The changes must be re­viewed by the legislature’s Ad­min­is­tra­tive, Ex­ec­u­tive, Leg­isla­tive Re­view (AELR) Com­mit­tee first, then get


pub­lished in the Mary­land Reg­is­ter be­fore seek­ing pub­lic com­ment — all prior to tak­ing ef­fect.

“Mean­while, the cur­rent reg­u­la­tions re­main in ef­fect,” von Staden said.

Ho­gan made the an­nounce­ment while de­liv­er­ing a key­note speech on the fi­nal day of the Mary­land As­so­ci­a­tion of Coun­ties (MACo) sum­mer con­fer­ence in Ocean City, where he high­lighted his ad­min­is­tra­tion’s ac­com­plish­ments and of­fered a look ahead.

“We heard your calls loud and clear to take ac­tion on these is­sues,” the gov­er­nor said at MACo. “Look­ing ahead, our ad­min­is­tra­tion will con­tinue to fight to elim­i­nate those taxes and reg­u­la­tions that sti­fle the econ­omy in our coun­ties.”

His speech also in­cluded a vow to do some­thing about sed­i­ment be­hind Conowingo Dam, to push for re­peal of last ses­sion’s trans­porta­tion fund­ing re­vi­sions and an of­fer to split the cost of new vot­ing ma­chines with the coun­ties.
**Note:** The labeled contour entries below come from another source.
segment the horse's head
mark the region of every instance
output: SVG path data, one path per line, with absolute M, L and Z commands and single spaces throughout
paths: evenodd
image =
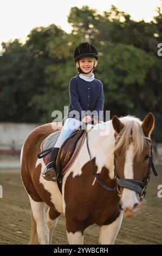
M 119 209 L 126 217 L 139 208 L 150 179 L 152 153 L 150 136 L 154 118 L 149 113 L 142 121 L 132 117 L 112 118 L 115 130 L 115 178 L 120 194 Z

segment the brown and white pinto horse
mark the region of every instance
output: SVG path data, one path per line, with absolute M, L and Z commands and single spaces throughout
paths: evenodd
M 151 144 L 145 138 L 150 137 L 154 125 L 151 113 L 142 121 L 133 117 L 119 119 L 114 116 L 112 120 L 95 125 L 89 132 L 93 165 L 105 184 L 115 187 L 114 154 L 120 179 L 145 180 L 151 154 Z M 65 216 L 70 244 L 82 244 L 85 229 L 94 223 L 100 228 L 99 243 L 114 243 L 123 213 L 131 216 L 138 210 L 139 194 L 120 187 L 120 198 L 116 191 L 103 187 L 92 173 L 85 140 L 75 162 L 63 176 L 62 196 L 56 183 L 42 177 L 45 166 L 42 159 L 37 157 L 42 141 L 55 131 L 54 127 L 54 130 L 61 129 L 61 124 L 47 124 L 35 129 L 22 149 L 22 180 L 33 212 L 29 243 L 50 243 L 61 213 Z

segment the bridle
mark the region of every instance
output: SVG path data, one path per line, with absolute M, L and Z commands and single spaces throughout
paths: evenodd
M 94 174 L 99 182 L 99 183 L 106 190 L 107 190 L 111 192 L 117 192 L 118 195 L 119 197 L 121 197 L 121 192 L 120 192 L 120 187 L 129 188 L 129 190 L 133 190 L 136 192 L 138 193 L 140 196 L 140 200 L 141 201 L 144 197 L 146 194 L 146 190 L 147 186 L 147 184 L 150 180 L 150 175 L 153 171 L 154 176 L 157 176 L 158 173 L 156 170 L 155 167 L 153 162 L 153 155 L 152 152 L 152 145 L 151 139 L 147 137 L 144 137 L 144 139 L 148 141 L 151 144 L 151 155 L 149 156 L 149 163 L 147 169 L 147 173 L 145 179 L 144 181 L 141 181 L 140 180 L 135 180 L 134 179 L 119 179 L 118 175 L 118 170 L 116 168 L 116 157 L 114 154 L 114 178 L 115 180 L 116 186 L 114 187 L 111 187 L 108 186 L 107 185 L 105 184 L 99 178 L 99 173 L 97 173 L 94 168 L 93 163 L 92 161 L 91 154 L 89 150 L 89 147 L 88 145 L 88 133 L 87 131 L 87 124 L 85 126 L 85 132 L 86 134 L 86 142 L 87 142 L 87 147 L 88 152 L 89 155 L 90 162 L 92 168 L 92 173 Z M 132 135 L 130 136 L 132 137 Z M 115 143 L 117 143 L 117 139 L 120 139 L 120 137 L 118 136 L 116 139 Z

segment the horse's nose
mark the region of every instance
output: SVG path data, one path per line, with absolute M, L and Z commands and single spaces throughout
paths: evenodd
M 123 210 L 121 203 L 119 203 L 118 204 L 118 209 L 120 210 L 120 211 L 122 211 L 122 210 Z
M 135 204 L 134 204 L 133 207 L 132 209 L 132 210 L 135 212 L 136 211 L 137 211 L 139 209 L 139 203 L 136 203 Z

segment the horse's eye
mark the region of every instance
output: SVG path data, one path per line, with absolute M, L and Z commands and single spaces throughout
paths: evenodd
M 150 155 L 146 155 L 145 157 L 144 157 L 144 159 L 145 161 L 146 160 L 148 160 L 148 159 L 149 159 L 150 157 Z

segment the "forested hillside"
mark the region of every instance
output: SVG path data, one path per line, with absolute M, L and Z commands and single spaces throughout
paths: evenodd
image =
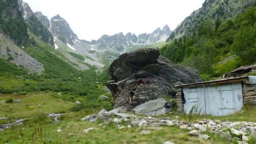
M 192 36 L 173 39 L 161 49 L 171 61 L 192 67 L 203 77 L 218 77 L 256 62 L 256 8 L 234 19 L 205 19 Z
M 0 1 L 0 33 L 22 45 L 28 38 L 27 28 L 17 1 Z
“I think it’s huge,” Coun­cil­man Dan Sch­neck­en­burger said of the sep­tic changes. “I’ll be cu­ri­ous to see how it’s going to roll out. Alan, Joyce and I were there when he an­nounced it.”

Coun­cil­man Alan McCarthy and Coun­cil­woman Joyce Bowls­bey shared Sch­neck­en­burger’s en­thu­si­asm on the plans.
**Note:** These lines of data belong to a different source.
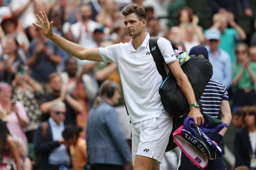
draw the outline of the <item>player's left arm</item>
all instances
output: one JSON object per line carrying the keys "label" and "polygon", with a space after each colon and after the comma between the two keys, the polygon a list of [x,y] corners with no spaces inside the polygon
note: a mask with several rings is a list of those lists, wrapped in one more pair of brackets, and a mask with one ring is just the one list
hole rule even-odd
{"label": "player's left arm", "polygon": [[[179,62],[176,60],[168,64],[170,69],[176,79],[177,84],[184,94],[189,104],[197,103],[195,93],[187,75],[182,70]],[[199,126],[204,124],[204,119],[199,109],[195,107],[191,107],[188,116],[194,119],[195,124]]]}
{"label": "player's left arm", "polygon": [[[232,119],[232,116],[228,101],[224,100],[221,101],[221,102],[220,102],[220,110],[221,115],[222,115],[221,121],[229,126]],[[224,128],[219,132],[219,134],[223,136],[226,133],[227,130],[227,128]]]}

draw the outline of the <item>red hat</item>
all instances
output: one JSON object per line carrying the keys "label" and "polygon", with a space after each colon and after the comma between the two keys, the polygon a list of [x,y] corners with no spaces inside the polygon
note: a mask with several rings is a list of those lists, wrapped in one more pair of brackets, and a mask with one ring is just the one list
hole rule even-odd
{"label": "red hat", "polygon": [[17,27],[18,24],[18,20],[17,19],[13,17],[11,15],[7,14],[4,15],[3,16],[3,19],[2,20],[2,21],[1,22],[1,23],[0,24],[0,25],[1,25],[1,26],[2,27],[2,28],[3,27],[3,24],[4,24],[4,23],[5,22],[9,20],[12,20],[14,22],[16,25],[15,26]]}

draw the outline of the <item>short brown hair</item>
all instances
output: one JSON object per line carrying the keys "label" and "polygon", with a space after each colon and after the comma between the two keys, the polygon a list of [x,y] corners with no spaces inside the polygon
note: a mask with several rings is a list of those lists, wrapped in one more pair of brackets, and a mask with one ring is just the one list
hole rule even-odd
{"label": "short brown hair", "polygon": [[136,14],[140,21],[143,19],[146,20],[146,16],[144,8],[138,5],[131,5],[128,6],[122,12],[122,14],[125,16],[134,12]]}
{"label": "short brown hair", "polygon": [[180,17],[180,16],[181,16],[181,11],[183,10],[186,11],[187,12],[189,17],[189,22],[192,22],[193,18],[193,16],[194,15],[194,12],[193,11],[193,10],[192,10],[192,9],[189,7],[185,7],[182,8],[179,10],[178,11],[178,15],[177,17],[178,18],[178,20],[179,20],[179,22],[180,23],[180,21],[179,20],[179,17]]}
{"label": "short brown hair", "polygon": [[55,78],[56,77],[59,77],[61,78],[60,75],[57,73],[54,72],[50,74],[48,76],[48,82],[49,83],[53,78]]}

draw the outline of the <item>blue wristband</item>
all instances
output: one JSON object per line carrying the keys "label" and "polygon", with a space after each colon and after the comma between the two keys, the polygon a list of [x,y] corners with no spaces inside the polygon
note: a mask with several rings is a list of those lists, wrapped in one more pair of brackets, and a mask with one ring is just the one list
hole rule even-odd
{"label": "blue wristband", "polygon": [[220,135],[219,133],[217,133],[214,135],[214,136],[213,137],[213,138],[212,140],[215,141],[215,142],[218,144],[219,144],[220,143],[220,141],[221,141],[221,140],[223,138],[223,137],[221,135]]}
“I was ex­cited to hear this,” Bowls­bey said. “Elim­i­na­tion of the BAT re­quire­ment for parts of the county that are out­side of the crit­i­cal area bound­aries should help our hous­ing mar­ket.”

Joe Zang, mayor of Ce­cil­ton and a real es­tate agent with REMAX Ch­e­sa­peake, said this week that he is pleased with Ho­gan’s de­ci­sion, but he feels it may take more to boost hous­ing and com­mer­cial growth in Cecil County.
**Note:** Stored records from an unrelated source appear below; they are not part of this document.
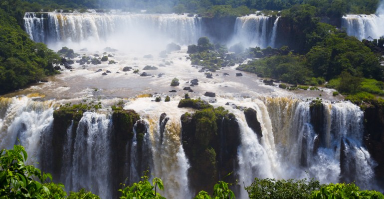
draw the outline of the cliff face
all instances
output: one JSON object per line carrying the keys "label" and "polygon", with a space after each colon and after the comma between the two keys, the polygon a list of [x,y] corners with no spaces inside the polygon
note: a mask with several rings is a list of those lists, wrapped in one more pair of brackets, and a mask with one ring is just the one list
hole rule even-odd
{"label": "cliff face", "polygon": [[[182,115],[182,142],[191,168],[188,177],[195,191],[211,190],[214,184],[238,167],[240,131],[235,117],[222,107]],[[234,182],[232,175],[225,179]]]}
{"label": "cliff face", "polygon": [[376,179],[384,186],[384,104],[373,102],[364,111],[364,143],[378,163]]}

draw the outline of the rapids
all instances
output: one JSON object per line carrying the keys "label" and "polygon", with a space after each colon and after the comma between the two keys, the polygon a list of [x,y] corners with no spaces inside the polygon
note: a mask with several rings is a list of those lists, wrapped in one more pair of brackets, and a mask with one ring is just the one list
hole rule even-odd
{"label": "rapids", "polygon": [[[235,37],[241,37],[243,42],[251,45],[273,46],[278,22],[279,18],[263,16],[240,17]],[[61,66],[61,74],[49,77],[48,82],[0,97],[0,148],[10,148],[19,143],[24,146],[31,157],[28,163],[46,172],[55,171],[54,179],[63,183],[67,191],[84,187],[103,199],[116,196],[112,174],[121,169],[118,174],[126,179],[119,183],[137,182],[143,171],[149,170],[153,174],[151,177],[163,180],[163,196],[192,198],[199,190],[189,186],[191,166],[183,148],[181,116],[195,110],[177,107],[186,93],[210,101],[215,107],[223,106],[236,116],[241,143],[237,150],[239,168],[234,172],[240,184],[249,185],[256,177],[310,177],[322,183],[356,181],[363,188],[377,188],[376,163],[363,144],[363,112],[358,106],[341,101],[342,97],[333,96],[333,90],[288,91],[264,85],[254,74],[242,72],[242,77],[236,77],[237,66],[212,72],[213,79],[206,78],[204,73],[198,72],[201,67],[191,65],[186,46],[203,36],[199,17],[27,13],[24,22],[35,41],[44,42],[54,50],[65,46],[80,53],[74,61],[83,56],[99,58],[105,52],[112,55],[110,60],[117,62],[97,65],[75,62],[70,70]],[[180,44],[181,50],[162,57],[159,53],[171,42]],[[145,58],[148,54],[152,57]],[[145,71],[151,76],[140,76],[147,65],[158,69]],[[126,66],[132,70],[123,72]],[[97,72],[98,69],[102,72]],[[138,74],[133,73],[135,69]],[[107,70],[111,73],[106,73]],[[102,75],[104,72],[107,75]],[[180,85],[171,87],[175,77]],[[192,87],[193,92],[183,90],[195,78],[199,84]],[[170,93],[172,90],[177,92]],[[205,97],[205,92],[214,92],[216,97]],[[156,97],[164,99],[167,96],[171,97],[170,102],[154,101]],[[322,99],[323,117],[315,121],[310,101],[319,97]],[[100,102],[102,108],[84,112],[77,128],[73,127],[76,126],[72,121],[62,129],[64,139],[53,142],[54,111],[70,102]],[[133,127],[133,138],[124,143],[126,162],[120,164],[113,161],[116,146],[109,144],[113,143],[116,122],[111,106],[118,103],[141,117]],[[260,140],[237,107],[256,110],[263,134]],[[164,112],[166,117],[159,120]],[[139,126],[145,129],[140,146]],[[62,150],[63,156],[53,157],[55,150]],[[55,170],[58,164],[59,172]],[[245,191],[237,193],[238,198],[247,198]]]}

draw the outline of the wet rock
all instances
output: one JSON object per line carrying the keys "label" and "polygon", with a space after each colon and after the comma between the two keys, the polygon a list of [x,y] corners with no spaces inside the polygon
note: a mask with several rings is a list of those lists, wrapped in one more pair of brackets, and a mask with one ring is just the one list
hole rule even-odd
{"label": "wet rock", "polygon": [[204,94],[204,96],[211,98],[214,98],[216,97],[216,94],[212,92],[205,92],[205,93]]}
{"label": "wet rock", "polygon": [[263,82],[264,84],[267,86],[276,86],[273,84],[273,80],[264,80]]}
{"label": "wet rock", "polygon": [[123,69],[123,72],[127,72],[131,70],[131,68],[130,67],[128,67],[128,66],[126,66]]}
{"label": "wet rock", "polygon": [[212,76],[212,73],[207,73],[206,74],[206,76],[205,77],[207,78],[209,78],[209,79],[212,79],[212,78],[213,78],[213,77]]}
{"label": "wet rock", "polygon": [[55,66],[54,67],[53,67],[53,68],[57,71],[59,71],[61,70],[61,67],[60,67],[60,66],[58,65],[56,65],[56,66]]}
{"label": "wet rock", "polygon": [[197,79],[194,79],[191,80],[191,84],[194,86],[198,85],[198,80],[197,80]]}
{"label": "wet rock", "polygon": [[263,134],[261,130],[261,124],[257,120],[257,113],[256,110],[252,108],[248,108],[244,110],[244,114],[245,116],[245,120],[248,126],[257,135],[257,138],[260,141],[261,137],[263,137]]}
{"label": "wet rock", "polygon": [[151,76],[152,75],[151,75],[149,73],[147,73],[145,72],[143,72],[141,74],[140,74],[140,76],[142,76],[142,77]]}

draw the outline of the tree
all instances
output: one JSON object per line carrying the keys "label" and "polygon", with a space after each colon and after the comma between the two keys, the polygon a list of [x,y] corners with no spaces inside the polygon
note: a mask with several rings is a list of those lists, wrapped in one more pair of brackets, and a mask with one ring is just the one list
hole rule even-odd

“What he’s do­ing is right,” Zang said, but he is con­cerned with what he said is the county’s mind­set of “throw­ing up road­blocks, in­stead of of­fer­ing so­lu­tions” when it comes to build­ing reg­u­la­tions and fees im­posed on new con­struc­tion. “Time is money for de­vel­op­ers, and de­lays give this county a bad rep­u­ta­tion. How­ever, we are going in the right di­rec­tion and we’ll get there.”

Coun­cil Pres­i­dent Robert Hodge, who is not seek­ing re-elec­tion, didn’t at­tend the sum­mer MACo con­fer­ence, but weighed in on the re­peal of some of the sep­tic reg­u­la­tions re­quir­ing newer tech­nol­ogy sys­tems.

“I think it’s a good thing to do,” he said. “I al­ways thought BAT sys­tems were a very ex­pen­sive way to stop ni­tro­gen from going into the Bay. We should spend our time and money where we can get the most bang for our buck.”

Hodge does ex­pect some push back from en­vi­ron­men­tal groups.

“They prob­a­bly won’t be happy,” he said.

It seems Hodge is cor­rect, as Dru Sch­midt-Perkins, ex­ec­u­tive di­rec­tor of 1,000 Friends of Mary­land, crit­i­cized Ho­gan’s de­ci­sion to limit the ban of low-tech sep­tic sys­tems to only the crit­i­cal ar­eas within 1,000 feet of the shore­line in an in­ter­view with the Bal­ti­more Sun.

McCarthy agreed with Hodge on the “bang for buck” ex­am­ple, say­ing, “It would be bet­ter to shift the money to pay for more pub­lic sewer and wa­ter sys­tems.”

The ex­ist­ing sep­tic rules cover vir­tu­ally all of Cecil County ex­cept for an area both east of Ap­ple­ton Road and north of In­ter­state 95. Von Staden said grants have been avail­able to help pay for the in­stal­la­tion of the BAT sys­tems for home­own­ers. Rules for ap­pli­ca­tion for these grants and de­tails about what is cov­ered are posted on the Cecil County Health De­part­ment’s web­site.

“We have a to­tal of $885,000 in Bay Restora­tion Pro­gram grant funds avail­able through June 30, 2017,” von Staden said.

Much of Cecil County is not served by pub­lic sewer sys­tems, re­quir­ing prop­erty own­ers to in­stall sep­tic or on­site dis­posal sys­tems.

Lo­cal of­fi­cials es­ti­mate the cost of in­stal­la­tion of a BAT sys­tem to be any­where from $10,000 to $15,000 per home, de­pend­ing on lo­ca­tion and other fac­tors.

Most of the BAT sys­tems in­stalled in Cecil County, ac­cord­ing to von Staden, have been cov­ered by Ch­e­sa­peake Bay Restora­tion Fund grants. Those grants are made pos­si­ble from rev­enue gen­er­ated by for­mer Gov. Robert L. Ehrlich Jr.’s flush tax that col­lects fees from ev­ery sewer and sep­tic user in Mary­land.